Any website finds identification of visitors crucial. Usually, cookie files are used, but they have several drawbacks, as users can delete or block them (e.g. by activating the “incognito” mode in web browsers). Besides, cookies fail to identify a user who uses several different web browsers, even if he or she connects using the same device. Hence the idea of a browser fingerprint — a unique user identifier which does not change between successive sessions and which does not depend on selected web browser.
Identification of persons
What do you need to identify a person? The answer is not that easy. A single piece of data such as gender, date of birth or ZIP code will not help you identify anybody, unless you know all the other details.
In information technology, entropy is a measure of certainty about information. It can be used as a measure of how much specific pieces of information increase the possibility of revealing someone’s identity. We can think of entropy as a certain value indicating how many values a random variable can have: two possibilities - 1 bit of entropy, four possibilities - 2 bits of entropy, etc.
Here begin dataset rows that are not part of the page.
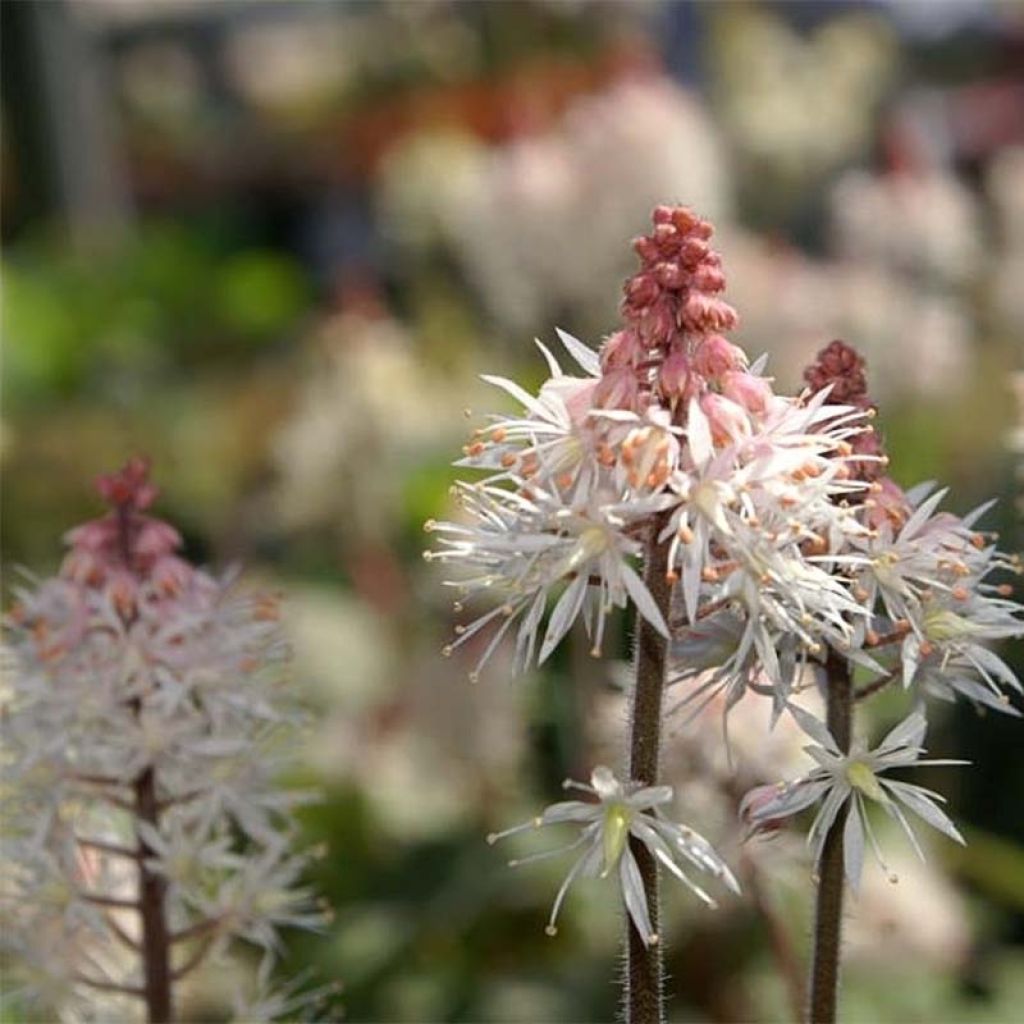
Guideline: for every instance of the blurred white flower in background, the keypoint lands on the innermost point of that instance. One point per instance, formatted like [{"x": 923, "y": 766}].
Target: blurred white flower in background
[
  {"x": 520, "y": 217},
  {"x": 367, "y": 410}
]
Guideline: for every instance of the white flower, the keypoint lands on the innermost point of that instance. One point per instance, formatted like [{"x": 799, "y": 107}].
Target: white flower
[
  {"x": 145, "y": 725},
  {"x": 624, "y": 811},
  {"x": 520, "y": 548},
  {"x": 853, "y": 778}
]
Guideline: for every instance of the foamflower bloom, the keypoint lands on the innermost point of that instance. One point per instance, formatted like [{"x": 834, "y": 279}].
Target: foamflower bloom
[
  {"x": 623, "y": 810},
  {"x": 854, "y": 778}
]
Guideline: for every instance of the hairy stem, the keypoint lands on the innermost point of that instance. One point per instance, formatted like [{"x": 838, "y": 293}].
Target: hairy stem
[
  {"x": 828, "y": 913},
  {"x": 156, "y": 937},
  {"x": 643, "y": 963}
]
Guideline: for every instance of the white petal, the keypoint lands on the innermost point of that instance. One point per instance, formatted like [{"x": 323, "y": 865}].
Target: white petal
[
  {"x": 564, "y": 614},
  {"x": 815, "y": 728},
  {"x": 853, "y": 845},
  {"x": 909, "y": 732},
  {"x": 636, "y": 898},
  {"x": 644, "y": 602},
  {"x": 915, "y": 800},
  {"x": 526, "y": 399},
  {"x": 556, "y": 371}
]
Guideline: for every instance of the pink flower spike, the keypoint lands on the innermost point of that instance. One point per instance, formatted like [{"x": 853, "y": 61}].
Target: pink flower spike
[
  {"x": 747, "y": 390},
  {"x": 716, "y": 355}
]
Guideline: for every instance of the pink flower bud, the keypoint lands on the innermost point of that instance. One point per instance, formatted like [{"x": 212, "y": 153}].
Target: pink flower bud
[
  {"x": 702, "y": 313},
  {"x": 716, "y": 355},
  {"x": 657, "y": 326},
  {"x": 641, "y": 290},
  {"x": 728, "y": 421},
  {"x": 645, "y": 249},
  {"x": 889, "y": 504},
  {"x": 692, "y": 252},
  {"x": 675, "y": 377},
  {"x": 685, "y": 219},
  {"x": 666, "y": 240},
  {"x": 709, "y": 279},
  {"x": 747, "y": 390},
  {"x": 670, "y": 275}
]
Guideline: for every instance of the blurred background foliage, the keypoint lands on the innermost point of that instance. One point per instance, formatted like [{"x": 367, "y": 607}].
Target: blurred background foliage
[{"x": 271, "y": 244}]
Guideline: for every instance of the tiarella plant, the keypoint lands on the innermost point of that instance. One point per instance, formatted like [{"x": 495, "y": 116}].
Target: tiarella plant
[
  {"x": 761, "y": 542},
  {"x": 145, "y": 726}
]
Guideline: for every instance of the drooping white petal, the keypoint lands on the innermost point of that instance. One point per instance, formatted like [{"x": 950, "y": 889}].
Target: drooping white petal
[
  {"x": 636, "y": 897},
  {"x": 915, "y": 799},
  {"x": 853, "y": 843}
]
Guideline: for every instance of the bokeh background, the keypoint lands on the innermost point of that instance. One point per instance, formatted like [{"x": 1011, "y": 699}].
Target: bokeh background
[{"x": 271, "y": 245}]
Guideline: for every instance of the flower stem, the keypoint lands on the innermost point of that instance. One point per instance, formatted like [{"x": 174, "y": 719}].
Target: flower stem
[
  {"x": 156, "y": 937},
  {"x": 643, "y": 996},
  {"x": 828, "y": 913}
]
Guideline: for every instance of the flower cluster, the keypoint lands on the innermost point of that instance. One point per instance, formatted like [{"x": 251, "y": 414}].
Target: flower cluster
[
  {"x": 668, "y": 425},
  {"x": 785, "y": 543},
  {"x": 144, "y": 728}
]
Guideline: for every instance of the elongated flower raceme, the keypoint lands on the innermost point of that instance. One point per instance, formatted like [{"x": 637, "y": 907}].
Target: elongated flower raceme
[
  {"x": 605, "y": 826},
  {"x": 146, "y": 720},
  {"x": 855, "y": 779}
]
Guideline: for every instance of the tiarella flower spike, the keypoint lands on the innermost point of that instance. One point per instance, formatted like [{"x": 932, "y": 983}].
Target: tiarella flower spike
[
  {"x": 605, "y": 826},
  {"x": 145, "y": 724},
  {"x": 774, "y": 548},
  {"x": 667, "y": 420}
]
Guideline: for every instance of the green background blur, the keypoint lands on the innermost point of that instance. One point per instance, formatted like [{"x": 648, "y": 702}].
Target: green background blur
[{"x": 271, "y": 245}]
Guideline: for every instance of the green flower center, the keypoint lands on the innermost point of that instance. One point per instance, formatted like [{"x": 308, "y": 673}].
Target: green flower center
[
  {"x": 860, "y": 776},
  {"x": 616, "y": 830}
]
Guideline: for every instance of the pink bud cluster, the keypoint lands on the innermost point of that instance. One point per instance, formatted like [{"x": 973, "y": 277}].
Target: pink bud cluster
[
  {"x": 672, "y": 347},
  {"x": 840, "y": 367},
  {"x": 124, "y": 549}
]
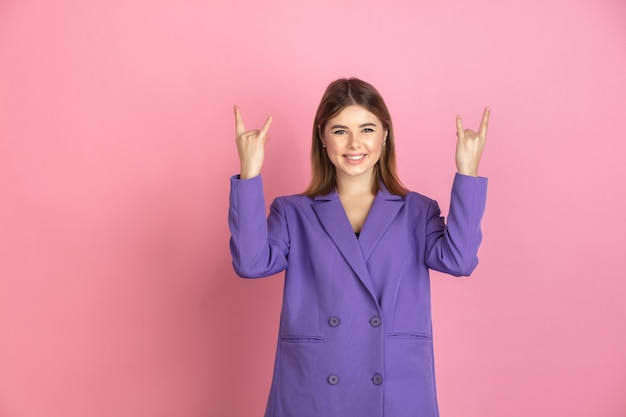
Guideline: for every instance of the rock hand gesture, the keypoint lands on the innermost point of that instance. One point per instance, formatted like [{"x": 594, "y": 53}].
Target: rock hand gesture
[
  {"x": 470, "y": 145},
  {"x": 250, "y": 146}
]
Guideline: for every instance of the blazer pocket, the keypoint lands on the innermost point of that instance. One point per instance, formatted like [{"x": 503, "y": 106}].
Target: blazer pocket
[
  {"x": 410, "y": 336},
  {"x": 301, "y": 339}
]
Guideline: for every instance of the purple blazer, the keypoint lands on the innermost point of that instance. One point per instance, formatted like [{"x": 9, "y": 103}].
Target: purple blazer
[{"x": 355, "y": 335}]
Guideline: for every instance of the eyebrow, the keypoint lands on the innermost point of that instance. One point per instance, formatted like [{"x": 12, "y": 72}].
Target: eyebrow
[{"x": 346, "y": 127}]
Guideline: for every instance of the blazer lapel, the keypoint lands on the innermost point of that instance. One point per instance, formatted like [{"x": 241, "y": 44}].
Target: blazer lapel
[
  {"x": 384, "y": 210},
  {"x": 333, "y": 218}
]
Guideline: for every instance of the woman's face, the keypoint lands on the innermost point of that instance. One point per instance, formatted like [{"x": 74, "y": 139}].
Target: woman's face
[{"x": 354, "y": 140}]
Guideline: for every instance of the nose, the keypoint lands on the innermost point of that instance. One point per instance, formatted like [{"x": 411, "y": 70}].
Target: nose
[{"x": 354, "y": 140}]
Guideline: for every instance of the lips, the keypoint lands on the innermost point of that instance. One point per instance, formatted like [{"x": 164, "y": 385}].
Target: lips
[{"x": 355, "y": 157}]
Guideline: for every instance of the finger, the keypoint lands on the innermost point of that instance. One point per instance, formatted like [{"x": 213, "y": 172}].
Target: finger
[
  {"x": 266, "y": 127},
  {"x": 484, "y": 124},
  {"x": 239, "y": 127},
  {"x": 460, "y": 132}
]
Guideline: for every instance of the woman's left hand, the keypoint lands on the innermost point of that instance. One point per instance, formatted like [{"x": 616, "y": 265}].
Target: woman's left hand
[{"x": 470, "y": 145}]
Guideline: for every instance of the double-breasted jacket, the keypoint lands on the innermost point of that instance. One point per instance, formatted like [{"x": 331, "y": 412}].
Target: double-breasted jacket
[{"x": 355, "y": 334}]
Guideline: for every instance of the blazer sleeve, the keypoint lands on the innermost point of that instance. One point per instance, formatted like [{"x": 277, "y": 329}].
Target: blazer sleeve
[
  {"x": 258, "y": 247},
  {"x": 453, "y": 248}
]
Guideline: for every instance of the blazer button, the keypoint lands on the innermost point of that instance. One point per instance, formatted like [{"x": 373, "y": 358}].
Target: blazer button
[
  {"x": 334, "y": 321},
  {"x": 377, "y": 379},
  {"x": 375, "y": 321}
]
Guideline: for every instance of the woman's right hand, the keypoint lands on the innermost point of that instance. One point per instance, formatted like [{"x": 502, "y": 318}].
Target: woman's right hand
[{"x": 250, "y": 146}]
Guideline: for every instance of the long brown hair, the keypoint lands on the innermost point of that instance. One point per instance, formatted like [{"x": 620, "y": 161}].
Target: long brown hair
[{"x": 339, "y": 95}]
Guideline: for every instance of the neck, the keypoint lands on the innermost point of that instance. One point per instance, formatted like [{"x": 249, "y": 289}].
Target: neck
[{"x": 355, "y": 186}]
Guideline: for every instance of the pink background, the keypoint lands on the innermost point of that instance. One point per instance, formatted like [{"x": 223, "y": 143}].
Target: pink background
[{"x": 117, "y": 297}]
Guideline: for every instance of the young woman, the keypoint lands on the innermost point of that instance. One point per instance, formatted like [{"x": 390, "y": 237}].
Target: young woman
[{"x": 355, "y": 336}]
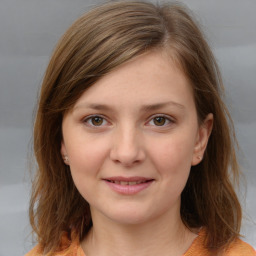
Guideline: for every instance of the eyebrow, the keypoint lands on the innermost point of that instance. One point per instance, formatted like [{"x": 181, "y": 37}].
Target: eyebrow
[{"x": 146, "y": 108}]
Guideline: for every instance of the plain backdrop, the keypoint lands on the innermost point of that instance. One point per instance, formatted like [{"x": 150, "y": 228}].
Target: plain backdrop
[{"x": 29, "y": 30}]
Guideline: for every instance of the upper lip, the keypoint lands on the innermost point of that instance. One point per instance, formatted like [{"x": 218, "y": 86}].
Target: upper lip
[{"x": 128, "y": 179}]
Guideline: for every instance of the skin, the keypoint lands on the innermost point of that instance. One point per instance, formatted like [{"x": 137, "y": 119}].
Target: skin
[{"x": 138, "y": 121}]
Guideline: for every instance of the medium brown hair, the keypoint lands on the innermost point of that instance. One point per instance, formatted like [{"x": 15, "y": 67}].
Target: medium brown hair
[{"x": 93, "y": 46}]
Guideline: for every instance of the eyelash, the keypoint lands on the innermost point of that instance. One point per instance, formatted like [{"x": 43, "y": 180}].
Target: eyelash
[{"x": 167, "y": 120}]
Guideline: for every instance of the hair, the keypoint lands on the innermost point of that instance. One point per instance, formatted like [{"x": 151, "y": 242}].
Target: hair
[{"x": 95, "y": 45}]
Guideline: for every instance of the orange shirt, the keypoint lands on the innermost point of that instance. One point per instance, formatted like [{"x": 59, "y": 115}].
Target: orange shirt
[{"x": 237, "y": 248}]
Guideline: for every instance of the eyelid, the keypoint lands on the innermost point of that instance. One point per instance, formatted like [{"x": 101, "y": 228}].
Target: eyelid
[
  {"x": 85, "y": 120},
  {"x": 168, "y": 118}
]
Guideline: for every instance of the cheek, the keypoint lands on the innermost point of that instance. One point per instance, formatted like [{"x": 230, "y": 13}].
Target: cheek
[
  {"x": 173, "y": 156},
  {"x": 86, "y": 155}
]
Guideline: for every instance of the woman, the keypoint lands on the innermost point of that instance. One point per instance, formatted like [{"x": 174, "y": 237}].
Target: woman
[{"x": 134, "y": 145}]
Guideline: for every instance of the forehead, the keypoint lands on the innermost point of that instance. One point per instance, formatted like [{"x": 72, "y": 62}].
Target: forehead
[{"x": 149, "y": 78}]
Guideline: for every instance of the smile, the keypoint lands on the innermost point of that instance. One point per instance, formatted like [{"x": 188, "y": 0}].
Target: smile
[
  {"x": 128, "y": 186},
  {"x": 127, "y": 182}
]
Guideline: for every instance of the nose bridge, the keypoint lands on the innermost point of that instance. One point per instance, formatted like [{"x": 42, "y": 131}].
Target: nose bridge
[{"x": 127, "y": 147}]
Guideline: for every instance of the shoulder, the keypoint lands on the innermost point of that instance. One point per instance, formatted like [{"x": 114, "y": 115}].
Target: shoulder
[
  {"x": 240, "y": 248},
  {"x": 67, "y": 248},
  {"x": 236, "y": 248}
]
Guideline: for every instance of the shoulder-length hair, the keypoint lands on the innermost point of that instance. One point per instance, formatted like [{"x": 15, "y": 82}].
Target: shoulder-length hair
[{"x": 93, "y": 46}]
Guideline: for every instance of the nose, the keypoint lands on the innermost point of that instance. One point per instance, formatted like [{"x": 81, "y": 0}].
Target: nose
[{"x": 127, "y": 148}]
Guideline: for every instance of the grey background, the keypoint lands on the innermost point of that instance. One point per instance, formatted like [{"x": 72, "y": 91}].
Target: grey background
[{"x": 29, "y": 30}]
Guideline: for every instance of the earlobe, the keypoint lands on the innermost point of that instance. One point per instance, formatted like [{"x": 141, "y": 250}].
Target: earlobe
[
  {"x": 204, "y": 133},
  {"x": 64, "y": 153}
]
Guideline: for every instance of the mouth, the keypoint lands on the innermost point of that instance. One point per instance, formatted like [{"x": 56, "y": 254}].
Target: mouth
[
  {"x": 130, "y": 183},
  {"x": 128, "y": 186}
]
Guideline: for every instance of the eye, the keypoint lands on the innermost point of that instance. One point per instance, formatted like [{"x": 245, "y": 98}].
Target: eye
[
  {"x": 160, "y": 121},
  {"x": 95, "y": 121}
]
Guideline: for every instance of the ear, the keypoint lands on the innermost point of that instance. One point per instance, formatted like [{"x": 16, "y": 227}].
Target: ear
[
  {"x": 203, "y": 135},
  {"x": 64, "y": 154}
]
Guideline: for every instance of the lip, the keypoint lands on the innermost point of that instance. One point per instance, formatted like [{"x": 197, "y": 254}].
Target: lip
[{"x": 125, "y": 189}]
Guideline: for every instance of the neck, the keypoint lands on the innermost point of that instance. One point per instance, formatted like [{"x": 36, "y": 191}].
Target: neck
[{"x": 159, "y": 237}]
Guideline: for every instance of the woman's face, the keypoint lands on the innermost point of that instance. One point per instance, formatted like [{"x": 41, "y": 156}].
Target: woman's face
[{"x": 131, "y": 140}]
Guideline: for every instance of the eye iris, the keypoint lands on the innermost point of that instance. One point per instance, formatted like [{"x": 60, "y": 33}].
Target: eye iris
[
  {"x": 97, "y": 121},
  {"x": 159, "y": 121}
]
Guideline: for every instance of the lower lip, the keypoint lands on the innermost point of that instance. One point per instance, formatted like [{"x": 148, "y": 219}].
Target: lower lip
[{"x": 128, "y": 189}]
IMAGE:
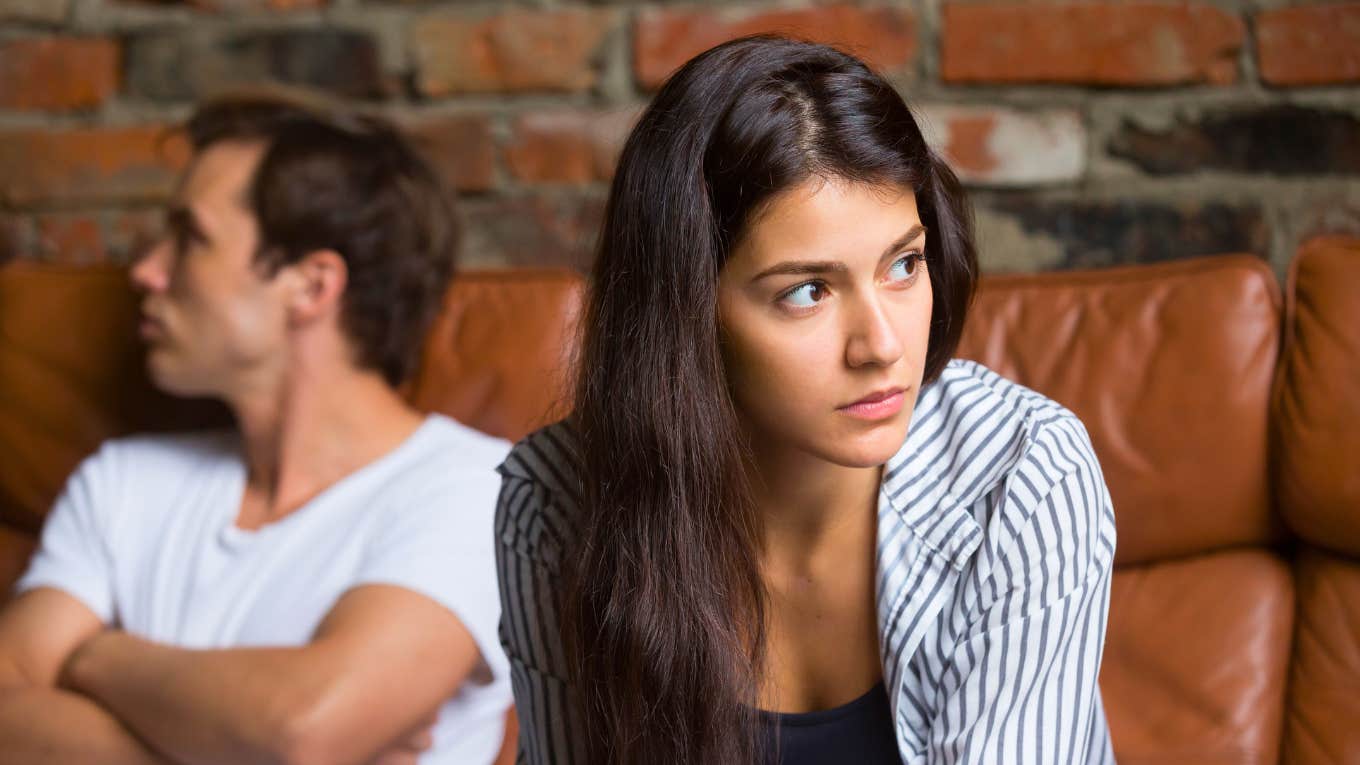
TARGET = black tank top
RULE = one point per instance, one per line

Since there are about 7 billion people on Earth, you need about 33 bits of entropy (2 ^ 33 ≈ 8 billion) to identify a random person.
Each detail you know about a person reduces the entropy by a certain value, which you can calculate using this formula: ΔS = - log2 Pr (X = x), where ΔS is the entropy decrease expressed in bits and Pr (X = x) is the probability of a given fact. For example, date of birth: ΔS = - log2 Pr (DOB = 01.11 ) = -log2 (1/365) ≈ 8.51 bits of information. (See Panopticlick)
Techniques of fingerprinting
How does the calculation from previous paragraph apply to web browsers? You can identify them not only by their IP address or cookies, but also by other features. The technique I would like to present is called browser or machine fingerprinting.
What features can you use to identify browsers?
Use of popular plugins
Adobe Flash is very convenient for the identification of web surfers because it is adopted by many users. Moreover, the plugin version is an excellent identifying feature.
Detecting IP address
Users can set their browsers to send all requests through a proxy in order to hide their IP address. With a Flash application you can bypass HTTP Proxy and contact your backend directly to receive the IP address.
Special fingerprint plugin
Such a plugin can read a lot of information about a user’s system, but you need user consent for installing your plugin.
Detecting browser and OS version
You cannot rely on
User-Agent HTTP header, because users can easily modify them.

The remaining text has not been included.